Recently, global real estate investment management firm Heitman teamed up with the Urban Land Institute to research investment trends in light of increasing risks brought on by climate change. The report found that even though flood and fire insurance can offset some short-term exposure to climate-related losses, those policies alone will not protect commercial real estate investors. According to the report, new investment strategies to deal with the risks include the following:

– Mapping physical risk for current portfolios and potential acquisitions
– Incorporating climate risk into due diligence and other investment decision-making processes
– Incorporating additional physical adaptation and mitigation measures for assets at risk
– Exploring a variety of strategies to mitigate risk, including portfolio diversification and investing directly in the mitigation measures for specific assets
– Engaging with policy makers on local resilience strategies

Joel G. Block, a disruption futurist in the commercial real estate industry and founder of the private equity firm Bullseye Capital, says that such measures need to be taken seriously.

“No investor can afford to put their head in the sand,” Block says. “Climate change is a real thing, whether it’s manmade or otherwise. There is something going on and it’s changing the risk profiles of certain territories.”

According to Block, insurance companies have been using many antiquated methodologies and datasets, which will have to be updated as weather events worsen. As “100-year storms” become more and more regular, the premiums will have to spike in order to support all the payouts. Owners will then pass it on to tenants, who pass it on to consumers and eventually population migrations will be triggered—maybe not directly because of weather, but because of the consequential economic fall-out.

When considering an investment in an environmentally sensitive region, Block advises investors to work with local specialists who have a better understanding of what communities are at risk, or will be at risk in decades to come, and which ones could be problematic from a compliance standpoint.

The National Association of REALTORS® (NAR) provides education to its members about a variety of topics pertaining to climate change. According to the association, “NAR recognizes the threats posed to commercial property by extreme weather events, such as flooding, droughts and hurricanes, and is working to help members and state and local associations adapt and thrive in the face of these increasing climate risks. To achieve this goal, NAR supports sustainable energy practices, voluntary incentives, tax credits such as the 179D Energy Efficient Commercial Buildings Deduction, and energy efficiency education and research for real estate professionals, real estate owners, developers, tenants and occupants. NAR also supports smart building and high-performance construction technologies that enhance the community while protecting the environment.”
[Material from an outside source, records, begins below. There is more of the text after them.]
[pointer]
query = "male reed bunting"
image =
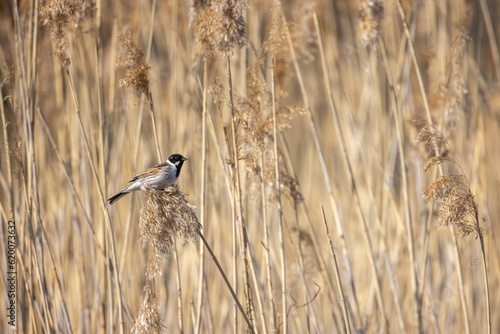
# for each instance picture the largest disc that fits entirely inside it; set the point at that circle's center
(158, 177)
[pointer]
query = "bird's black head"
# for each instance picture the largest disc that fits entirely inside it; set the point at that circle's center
(177, 160)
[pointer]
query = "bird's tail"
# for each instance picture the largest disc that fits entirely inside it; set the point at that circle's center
(117, 196)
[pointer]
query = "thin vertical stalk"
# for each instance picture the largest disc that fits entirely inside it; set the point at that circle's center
(404, 178)
(269, 282)
(348, 166)
(236, 300)
(179, 287)
(347, 327)
(429, 119)
(486, 284)
(238, 207)
(278, 195)
(319, 150)
(199, 301)
(114, 262)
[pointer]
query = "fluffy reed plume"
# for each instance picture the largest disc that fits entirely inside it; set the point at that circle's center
(56, 14)
(303, 36)
(459, 207)
(134, 62)
(450, 94)
(219, 26)
(369, 22)
(165, 215)
(254, 120)
(149, 319)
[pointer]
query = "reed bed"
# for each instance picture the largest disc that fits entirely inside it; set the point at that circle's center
(342, 176)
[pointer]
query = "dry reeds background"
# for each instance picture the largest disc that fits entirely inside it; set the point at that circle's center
(343, 165)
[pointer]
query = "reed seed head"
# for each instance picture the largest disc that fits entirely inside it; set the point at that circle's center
(219, 26)
(369, 23)
(136, 67)
(149, 319)
(459, 207)
(165, 215)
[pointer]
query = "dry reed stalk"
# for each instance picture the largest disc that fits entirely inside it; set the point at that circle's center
(6, 146)
(269, 283)
(319, 150)
(278, 194)
(165, 215)
(491, 36)
(429, 118)
(348, 166)
(180, 317)
(400, 136)
(347, 327)
(231, 290)
(71, 184)
(458, 203)
(199, 299)
(312, 231)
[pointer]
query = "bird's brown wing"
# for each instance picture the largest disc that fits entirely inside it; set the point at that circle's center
(151, 171)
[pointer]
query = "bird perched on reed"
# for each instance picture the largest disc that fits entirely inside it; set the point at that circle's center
(158, 177)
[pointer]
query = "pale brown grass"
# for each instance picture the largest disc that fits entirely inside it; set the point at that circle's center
(278, 114)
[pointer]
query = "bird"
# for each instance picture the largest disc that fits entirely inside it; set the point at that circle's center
(159, 177)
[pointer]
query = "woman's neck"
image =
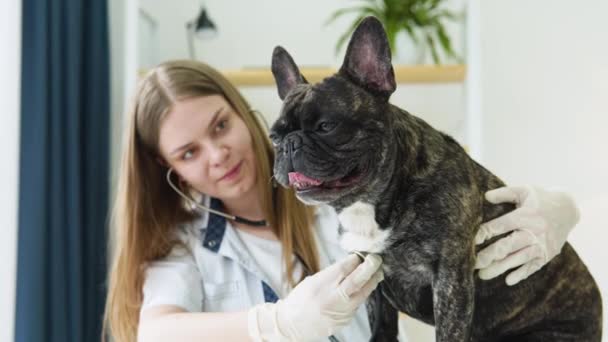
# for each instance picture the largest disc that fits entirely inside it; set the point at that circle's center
(249, 206)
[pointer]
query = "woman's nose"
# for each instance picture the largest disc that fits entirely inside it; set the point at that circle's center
(218, 153)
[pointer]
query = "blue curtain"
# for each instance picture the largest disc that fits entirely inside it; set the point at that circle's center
(64, 168)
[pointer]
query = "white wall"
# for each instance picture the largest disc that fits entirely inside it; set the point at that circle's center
(247, 37)
(10, 74)
(545, 108)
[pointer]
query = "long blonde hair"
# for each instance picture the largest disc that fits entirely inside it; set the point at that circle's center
(147, 210)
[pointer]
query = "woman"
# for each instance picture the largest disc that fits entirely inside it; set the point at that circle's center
(180, 273)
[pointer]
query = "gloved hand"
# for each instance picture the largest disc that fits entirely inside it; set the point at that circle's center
(540, 227)
(320, 304)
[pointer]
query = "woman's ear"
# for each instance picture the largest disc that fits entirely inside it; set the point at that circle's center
(162, 162)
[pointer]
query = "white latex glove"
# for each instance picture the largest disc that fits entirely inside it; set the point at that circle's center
(320, 305)
(540, 227)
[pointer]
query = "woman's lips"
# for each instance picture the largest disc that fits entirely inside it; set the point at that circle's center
(232, 173)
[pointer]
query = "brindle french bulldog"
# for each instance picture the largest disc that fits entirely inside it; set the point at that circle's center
(412, 194)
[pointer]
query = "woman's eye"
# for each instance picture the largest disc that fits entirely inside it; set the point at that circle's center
(187, 155)
(221, 125)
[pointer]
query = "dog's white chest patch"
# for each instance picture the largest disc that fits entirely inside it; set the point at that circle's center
(361, 231)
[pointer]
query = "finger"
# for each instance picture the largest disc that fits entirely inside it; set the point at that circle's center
(516, 259)
(503, 247)
(360, 296)
(339, 270)
(524, 271)
(497, 226)
(364, 272)
(510, 194)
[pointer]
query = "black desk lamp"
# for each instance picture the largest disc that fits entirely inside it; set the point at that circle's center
(203, 27)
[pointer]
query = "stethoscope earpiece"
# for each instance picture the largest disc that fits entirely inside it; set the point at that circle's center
(260, 223)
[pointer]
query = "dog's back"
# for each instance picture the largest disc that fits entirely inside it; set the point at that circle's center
(560, 302)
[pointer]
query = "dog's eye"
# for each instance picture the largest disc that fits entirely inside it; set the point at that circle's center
(274, 138)
(326, 126)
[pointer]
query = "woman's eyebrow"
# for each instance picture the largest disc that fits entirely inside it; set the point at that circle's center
(213, 120)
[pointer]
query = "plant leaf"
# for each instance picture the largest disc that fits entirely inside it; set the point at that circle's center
(431, 42)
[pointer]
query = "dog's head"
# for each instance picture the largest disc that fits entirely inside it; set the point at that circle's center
(331, 137)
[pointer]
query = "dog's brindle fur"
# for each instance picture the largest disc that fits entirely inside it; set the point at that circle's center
(429, 192)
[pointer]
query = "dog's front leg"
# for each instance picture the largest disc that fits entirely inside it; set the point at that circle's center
(383, 317)
(453, 298)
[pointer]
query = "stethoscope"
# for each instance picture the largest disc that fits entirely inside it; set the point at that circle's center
(260, 223)
(235, 218)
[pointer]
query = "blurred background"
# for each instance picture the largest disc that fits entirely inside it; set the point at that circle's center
(522, 84)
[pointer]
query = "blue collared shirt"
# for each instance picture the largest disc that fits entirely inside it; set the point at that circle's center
(217, 273)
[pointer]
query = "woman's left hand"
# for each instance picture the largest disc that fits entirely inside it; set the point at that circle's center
(539, 226)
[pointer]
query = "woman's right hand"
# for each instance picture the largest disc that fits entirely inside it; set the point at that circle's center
(320, 304)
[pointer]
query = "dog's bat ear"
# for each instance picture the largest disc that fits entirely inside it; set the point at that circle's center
(368, 58)
(285, 71)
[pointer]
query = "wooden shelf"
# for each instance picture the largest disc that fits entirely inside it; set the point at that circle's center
(404, 74)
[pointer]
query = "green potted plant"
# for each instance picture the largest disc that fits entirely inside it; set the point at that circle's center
(422, 20)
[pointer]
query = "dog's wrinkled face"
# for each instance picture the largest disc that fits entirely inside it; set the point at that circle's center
(331, 137)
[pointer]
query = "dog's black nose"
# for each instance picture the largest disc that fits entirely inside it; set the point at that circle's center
(293, 142)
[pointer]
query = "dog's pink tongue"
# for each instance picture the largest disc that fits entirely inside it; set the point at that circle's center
(296, 177)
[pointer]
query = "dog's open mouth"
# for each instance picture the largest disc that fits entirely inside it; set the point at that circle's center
(302, 182)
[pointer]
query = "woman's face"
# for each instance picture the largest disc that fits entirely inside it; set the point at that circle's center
(209, 147)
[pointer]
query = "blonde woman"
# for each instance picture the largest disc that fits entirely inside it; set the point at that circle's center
(260, 266)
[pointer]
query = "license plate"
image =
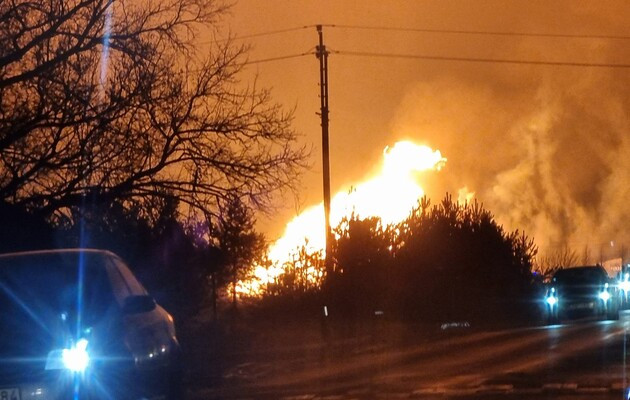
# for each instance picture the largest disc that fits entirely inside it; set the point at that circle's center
(578, 306)
(10, 394)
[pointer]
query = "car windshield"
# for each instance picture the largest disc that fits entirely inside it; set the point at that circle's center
(579, 275)
(54, 285)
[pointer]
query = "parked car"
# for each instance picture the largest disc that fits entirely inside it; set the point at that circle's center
(78, 324)
(582, 291)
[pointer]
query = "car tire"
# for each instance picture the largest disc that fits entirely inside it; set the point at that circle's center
(614, 316)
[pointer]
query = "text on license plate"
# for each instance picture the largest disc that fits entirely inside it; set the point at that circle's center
(578, 306)
(10, 394)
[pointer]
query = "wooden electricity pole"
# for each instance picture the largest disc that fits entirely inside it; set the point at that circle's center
(322, 54)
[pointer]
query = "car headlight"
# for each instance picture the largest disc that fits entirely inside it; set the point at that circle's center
(604, 294)
(76, 358)
(552, 298)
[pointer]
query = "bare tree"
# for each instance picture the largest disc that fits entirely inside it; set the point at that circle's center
(114, 100)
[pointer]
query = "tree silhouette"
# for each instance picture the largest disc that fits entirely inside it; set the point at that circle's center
(448, 261)
(238, 242)
(116, 100)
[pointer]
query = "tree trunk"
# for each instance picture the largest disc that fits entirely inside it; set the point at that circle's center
(214, 296)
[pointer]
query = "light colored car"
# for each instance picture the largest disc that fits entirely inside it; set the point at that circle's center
(77, 324)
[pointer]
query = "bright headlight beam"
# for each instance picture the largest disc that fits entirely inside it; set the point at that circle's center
(76, 359)
(552, 300)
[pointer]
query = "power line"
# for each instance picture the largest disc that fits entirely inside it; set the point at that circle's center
(474, 32)
(479, 60)
(260, 34)
(264, 60)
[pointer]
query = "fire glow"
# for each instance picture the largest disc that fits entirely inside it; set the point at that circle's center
(390, 195)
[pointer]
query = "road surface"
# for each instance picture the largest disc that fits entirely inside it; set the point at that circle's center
(582, 357)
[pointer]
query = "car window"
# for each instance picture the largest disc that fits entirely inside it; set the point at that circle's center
(52, 284)
(577, 275)
(134, 287)
(120, 288)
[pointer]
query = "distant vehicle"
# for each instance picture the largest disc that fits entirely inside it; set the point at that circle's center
(77, 324)
(582, 291)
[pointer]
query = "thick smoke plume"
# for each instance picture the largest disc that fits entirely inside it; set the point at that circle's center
(549, 155)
Block adds that volatility in the commercial real estate market could be used as a negotiation tactic to acquire assets at better entry prices. Some assets, which are deflated from insurance or regulatory instruments, could spark even cheaper fire sales if there’s a perception that demand is decreasing.

Eric Molfetta, vice president of Investments at Colliers International, Las Vegas, specializes in industrial properties, a subset of commercial real estate that has been thriving amid the pandemic due to the surging demand for logistics and warehousing. He agrees that just because the weather won’t substantially impact his region (Las Vegas has always been hot), climate change will still be an issue.

One of the main drivers is the increasing regulations in neighboring California, which is mandating a switch to electric vehicles by 2035 and has higher taxes relative to most states. Therefore, Molfetta predicts an accelerated exodus to business-friendly states such as Idaho and Texas in order for businesses to remain competitive.

“At the end of the day it always comes down to the bottom line,” Molfetta says.

Andrew King is a contributing editor to RISMedia.